I suspect the number is now closer to 50-60% of US based telephony records within the US (remember, on almost all international traffic, there should be near duplication, because they’re collecting that at scale offshore), but there’s also VOIP and other forms of “calls” and texts that they’re not getting, which is how you get down to the intentionally alarmist 20%. One reason I think Comey’s going after Apple is because iMessage is being carved out, and Verizon is already pissed, so he needs to find a way to ensure that Apple doesn’t get a competitive advantage over Verizon by going through WiFi that may not be available to Verizon because it is itself the backbone. But if you lose both Verizon’s cell traffic AND any cell traffic they carry, you lose a ton of traffic.
That gets you to the import of the FBI contract. It is a current business purpose of AT&T and Sprint to create a database that they can charge the FBI to use to do additional searching, including location data and burner phones and the like. AT&T’s version of this is probably Hemisphere right now (thus, in FBI-speak, TCAU would be Hemisphere), meaning they also get DEA and other agencies to pay for it. In that business purpose, the FBI is a customer of AT&T and Sprint’s business decision to create its own version of the NSA’s database, including all its calls as well as things like location data the FBI can get so on individualized basis.
Verizon used to choose to pursue this business (this is the significance, I think, of the government partially relying on a claim to voluntary production, per Kris). In 2009, they changed their business approach and stopped doing that. So they no longer have a business need to create and keep a database of all its phone records.
What they do still have are SS7 routing records of all traffic on their backbone, which they need to route calls through their networks (which is what AT&T uses to build their database). That’s the business record they use to respond to their daily obligations.
But there seem to be two likely reasons why the FISC can’t force Verizon to alter those SS7 records, stripping the CSLI before delivering it to the government. First, there is no means to compensate the providers under Section 215. That clearly indicates Congress had no plan to ask providers to provide all their records on a daily basis. But without compensation, you can’t ask the providers to do a lot of tweaking.
The other problem is if you’re asking the providers to create a record, then you’re getting away from the Third Party doctrine, aren’t you? In any case, the government and judges have repeated over and over, they can only get existing business records the providers already have. Asking Verizon to do a bunch to tweak those records turns it into a database that Verizon has created not for its own business purpose, but to fulfill the government’s spying demands.
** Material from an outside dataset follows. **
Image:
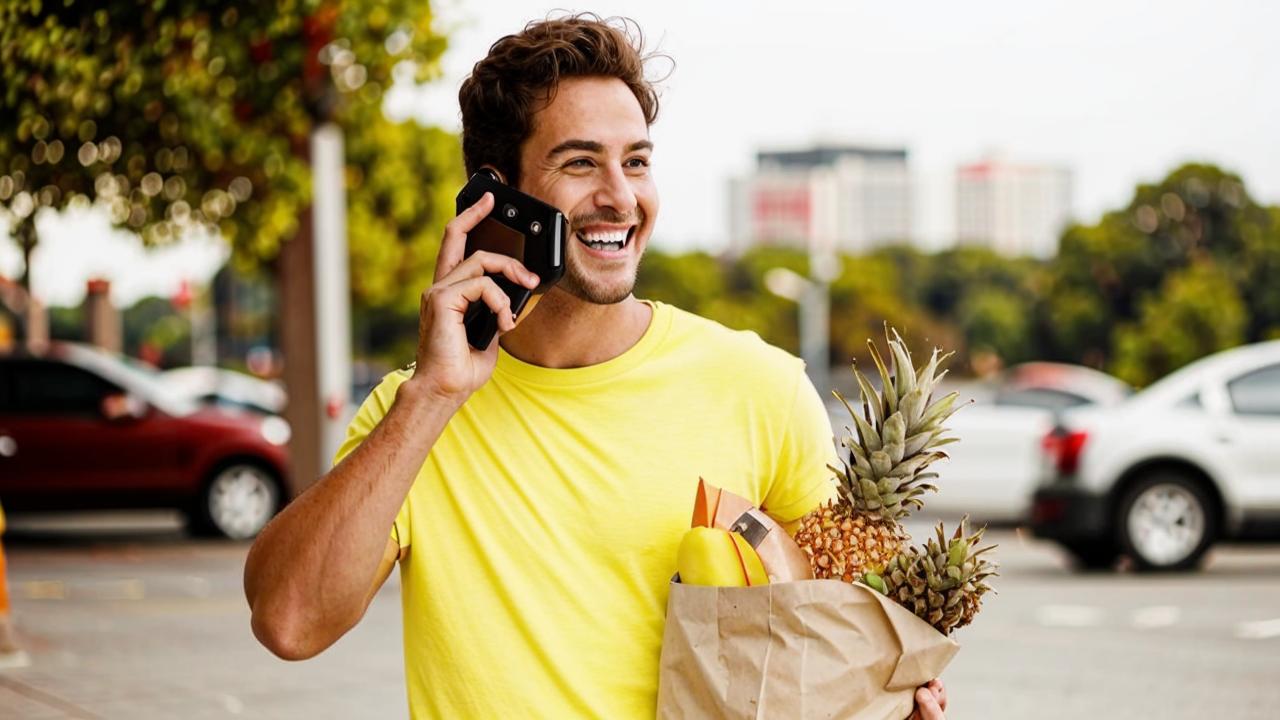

I think this is the underlying point of Woods’ testimony where he made it clear Verizon had no intent of playing Intelligence agent for the government. Verizon seems to have made it very clear they will challenge any order to go back into the spying for the government business (all the more so after losing some German business because of too-close ties to the USG). And since Verizon is presumably now doing this for relatively free (since 2009, as opposed to AT&T and Sprint, who are still getting paid via their FBI contract), the government has far less ability to make demands.
This is also where I think the cost from getting complete coverage comes from. You have to pay provider sufficiently such that they are really doing the database-keeping voluntarily, which presumably gets it well beyond reasonable cost compensation.
Update: One final point (and it’s a point William Ockham made a billion years ago). The foreign data problem Verizon had starting in 2009 would be completely consistent with a shift from database production to SS7 production, because SS7 records are going to have everything that transits the circuit.